Types of checks

This page outlines various types of checks available in Data Health, including job-level checks, build-level checks, schedule-level checks, and freshness checks.

Job-level checks vs. schedule-level checks

This section describes the job status, schedule status, and schedule duration checks.

The definitions below clarify what a job and a schedule are in Foundry:

  • Job: a Spark computation defined by the logic in a single transform. In other words, a job is a single transform that produces a single dataset (or several if a multi-output transform is used). Jobs are broken down into a set of stages.
  • Schedule: a collection of jobs with defined target datasets that are configured to run on a reoccurring basis. Schedules can be used to represent a subset of a pipeline that builds together.

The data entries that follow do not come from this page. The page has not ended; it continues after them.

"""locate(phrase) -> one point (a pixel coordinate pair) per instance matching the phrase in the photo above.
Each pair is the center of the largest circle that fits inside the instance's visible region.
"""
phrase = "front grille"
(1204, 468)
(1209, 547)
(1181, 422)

We use the following Data Health checks to ensure jobs and schedules are running successfully:

  • Job status: This is triggered whenever the dataset on which it is installed is refreshed or is created as a part of any build. A job status check will succeed if the target dataset successfully builds, even if the build it is a part of fails downstream. However, note that if the build fails upstream of the target dataset, your target dataset will register as having a cancelled build and the job status will not be evaluated for the target dataset.
  • Schedule duration & schedule status: These allow you to monitor the status of a schedule build, including all intermediates. Note that this is only triggered when the check's configured schedule runs.
    • In general it is recommended that all schedules have schedule status checks. If you already have a schedule status check, installing job status checks on other datasets built by the same schedule is not recommended, as any job failing on the schedule will trigger a schedule status check.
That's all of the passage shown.